Nenem Heyzan artık öleceğini anlamış, iki oğluna ve Almanya’daki kızına, Ciğerlerim aman yeman beni dedenizin yattığı mezarlığa defnedin, bizimkilerin köyüne götürmeyin, torunlarına ise, çêna’m öldüğümde çok ağlayın, sızlayın, jivayın, beni iyi oğırlayın, dost var, düşman var, deyivermiş. Oğullar, kızlar çok hüzünlenmiş, torunlar kıkırdamış, yaşlı kadın doksanın üstüymüş.

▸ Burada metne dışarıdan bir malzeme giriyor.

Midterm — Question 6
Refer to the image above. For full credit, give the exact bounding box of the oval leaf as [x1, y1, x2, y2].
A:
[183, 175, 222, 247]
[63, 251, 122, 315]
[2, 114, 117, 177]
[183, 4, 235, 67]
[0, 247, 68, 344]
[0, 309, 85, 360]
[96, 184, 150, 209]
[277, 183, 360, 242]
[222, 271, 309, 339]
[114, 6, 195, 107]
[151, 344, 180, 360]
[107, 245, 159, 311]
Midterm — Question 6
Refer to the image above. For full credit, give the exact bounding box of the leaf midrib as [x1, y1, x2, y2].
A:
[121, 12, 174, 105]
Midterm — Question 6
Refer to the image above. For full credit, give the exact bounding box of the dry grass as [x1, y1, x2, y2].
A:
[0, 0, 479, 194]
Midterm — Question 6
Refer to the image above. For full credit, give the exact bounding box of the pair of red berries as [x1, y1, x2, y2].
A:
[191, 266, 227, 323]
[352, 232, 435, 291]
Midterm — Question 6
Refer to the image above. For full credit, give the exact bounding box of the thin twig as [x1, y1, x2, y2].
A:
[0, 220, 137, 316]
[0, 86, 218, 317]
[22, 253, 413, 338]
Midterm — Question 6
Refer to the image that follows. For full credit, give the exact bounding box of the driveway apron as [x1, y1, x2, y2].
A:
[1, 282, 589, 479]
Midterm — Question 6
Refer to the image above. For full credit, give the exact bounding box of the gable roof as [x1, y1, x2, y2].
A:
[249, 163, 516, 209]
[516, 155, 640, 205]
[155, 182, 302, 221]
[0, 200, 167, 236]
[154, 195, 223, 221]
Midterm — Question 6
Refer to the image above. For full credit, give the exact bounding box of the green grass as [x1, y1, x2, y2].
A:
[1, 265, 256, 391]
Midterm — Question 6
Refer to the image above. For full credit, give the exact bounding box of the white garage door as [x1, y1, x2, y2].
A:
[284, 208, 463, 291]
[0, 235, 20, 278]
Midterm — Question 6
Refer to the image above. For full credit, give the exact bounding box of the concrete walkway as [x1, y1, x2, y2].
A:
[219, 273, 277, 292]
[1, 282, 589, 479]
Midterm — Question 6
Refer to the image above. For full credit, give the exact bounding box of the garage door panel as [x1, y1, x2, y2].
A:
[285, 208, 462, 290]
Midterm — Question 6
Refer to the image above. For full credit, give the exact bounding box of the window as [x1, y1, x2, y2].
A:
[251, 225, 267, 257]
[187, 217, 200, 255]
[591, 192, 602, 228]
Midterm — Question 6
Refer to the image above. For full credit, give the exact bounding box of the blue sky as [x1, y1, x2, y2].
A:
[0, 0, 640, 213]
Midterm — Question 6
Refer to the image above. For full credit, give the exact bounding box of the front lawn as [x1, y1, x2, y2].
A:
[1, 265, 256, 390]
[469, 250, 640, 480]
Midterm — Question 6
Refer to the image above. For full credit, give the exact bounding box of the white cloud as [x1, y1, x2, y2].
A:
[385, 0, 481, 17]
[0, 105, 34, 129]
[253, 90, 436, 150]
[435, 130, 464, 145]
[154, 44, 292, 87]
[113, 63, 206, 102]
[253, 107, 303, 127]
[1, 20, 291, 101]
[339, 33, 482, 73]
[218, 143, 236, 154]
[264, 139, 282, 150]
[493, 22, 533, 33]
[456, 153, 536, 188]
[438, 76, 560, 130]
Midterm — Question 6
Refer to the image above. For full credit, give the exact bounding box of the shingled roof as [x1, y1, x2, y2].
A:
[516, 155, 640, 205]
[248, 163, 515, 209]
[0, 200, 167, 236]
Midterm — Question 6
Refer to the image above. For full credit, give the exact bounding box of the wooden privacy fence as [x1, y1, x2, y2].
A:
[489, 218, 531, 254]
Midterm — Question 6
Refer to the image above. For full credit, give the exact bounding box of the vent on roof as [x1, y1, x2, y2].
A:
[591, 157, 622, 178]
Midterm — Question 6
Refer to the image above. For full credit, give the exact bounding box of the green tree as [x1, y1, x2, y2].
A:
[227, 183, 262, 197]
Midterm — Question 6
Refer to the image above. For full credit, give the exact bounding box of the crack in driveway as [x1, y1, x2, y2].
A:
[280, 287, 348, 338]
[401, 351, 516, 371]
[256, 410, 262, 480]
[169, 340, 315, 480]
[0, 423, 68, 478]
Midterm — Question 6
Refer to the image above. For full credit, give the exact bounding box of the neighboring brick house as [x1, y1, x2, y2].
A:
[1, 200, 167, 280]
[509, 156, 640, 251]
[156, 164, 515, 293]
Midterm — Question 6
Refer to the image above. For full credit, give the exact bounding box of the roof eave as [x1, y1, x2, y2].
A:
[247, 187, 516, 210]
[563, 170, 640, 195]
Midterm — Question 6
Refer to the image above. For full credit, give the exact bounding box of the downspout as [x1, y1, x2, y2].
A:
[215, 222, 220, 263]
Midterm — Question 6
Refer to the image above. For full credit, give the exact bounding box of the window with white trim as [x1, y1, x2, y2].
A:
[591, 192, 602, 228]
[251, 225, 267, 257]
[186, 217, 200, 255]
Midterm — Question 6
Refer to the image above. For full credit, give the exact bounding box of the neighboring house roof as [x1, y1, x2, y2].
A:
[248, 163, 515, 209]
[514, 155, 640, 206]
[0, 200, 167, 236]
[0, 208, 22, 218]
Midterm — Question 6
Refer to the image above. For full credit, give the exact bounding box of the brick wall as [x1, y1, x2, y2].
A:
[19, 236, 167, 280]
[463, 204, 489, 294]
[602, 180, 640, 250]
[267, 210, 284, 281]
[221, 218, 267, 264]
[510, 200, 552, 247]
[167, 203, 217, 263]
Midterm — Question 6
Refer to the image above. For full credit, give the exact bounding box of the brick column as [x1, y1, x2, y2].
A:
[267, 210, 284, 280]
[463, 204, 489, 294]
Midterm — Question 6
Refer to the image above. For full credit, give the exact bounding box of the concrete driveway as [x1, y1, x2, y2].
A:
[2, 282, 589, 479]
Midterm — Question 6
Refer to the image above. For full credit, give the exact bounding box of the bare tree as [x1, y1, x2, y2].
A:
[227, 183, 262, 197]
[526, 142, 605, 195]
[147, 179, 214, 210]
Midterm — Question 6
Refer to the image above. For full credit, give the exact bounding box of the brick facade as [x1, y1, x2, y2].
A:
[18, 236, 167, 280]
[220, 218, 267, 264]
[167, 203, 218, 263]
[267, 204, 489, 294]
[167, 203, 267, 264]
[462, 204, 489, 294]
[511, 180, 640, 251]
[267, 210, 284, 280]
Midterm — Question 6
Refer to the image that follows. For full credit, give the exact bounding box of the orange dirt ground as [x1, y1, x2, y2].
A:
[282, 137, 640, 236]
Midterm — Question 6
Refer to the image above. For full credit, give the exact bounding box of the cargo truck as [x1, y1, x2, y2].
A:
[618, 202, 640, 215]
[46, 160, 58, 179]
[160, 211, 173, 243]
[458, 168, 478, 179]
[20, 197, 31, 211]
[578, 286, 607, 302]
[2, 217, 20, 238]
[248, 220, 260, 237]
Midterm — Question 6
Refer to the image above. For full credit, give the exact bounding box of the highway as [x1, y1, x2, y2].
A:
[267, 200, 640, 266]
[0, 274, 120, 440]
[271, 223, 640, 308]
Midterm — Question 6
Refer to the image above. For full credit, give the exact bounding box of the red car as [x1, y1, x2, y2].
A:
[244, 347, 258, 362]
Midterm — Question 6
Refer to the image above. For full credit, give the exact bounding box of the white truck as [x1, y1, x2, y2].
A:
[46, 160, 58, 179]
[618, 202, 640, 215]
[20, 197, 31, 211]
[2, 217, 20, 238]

Kral Keyks çok sevdiği karısı Haykyone razı olmadığı halde dalgaların kudurduğu bir günde denize açılmış. Keyks bir türlü dönmeyince Haykyone, ince narin bedenini saran renkli elbiseler dikmiş, kalın şuh dudağını boyamış, saçını başını süslemiş püslemiş, kocasının mutlaka döneceğine inanmış, her gün, gün saymış. Uyku Tanrısı Somnos kadıncık daha fazla acı çekmesin diye, ölümlülerin kılığına giren oğlu Morpheos’u, Keyks’in biçimine sokarak Haykyone’nin başucuna göndermiş: Bak, ben geldim, beni tanıdın mı, yoksa ölüm yüzümü de mi değiştirmiş, ben öldüm Haykyone, deniz dibine giderken senin adın vardı dudaklarımda, sen de benim için birkaç damla gözyaşı dök, ölüler ülkesine giderken arkamdan ağlayan biri olsun.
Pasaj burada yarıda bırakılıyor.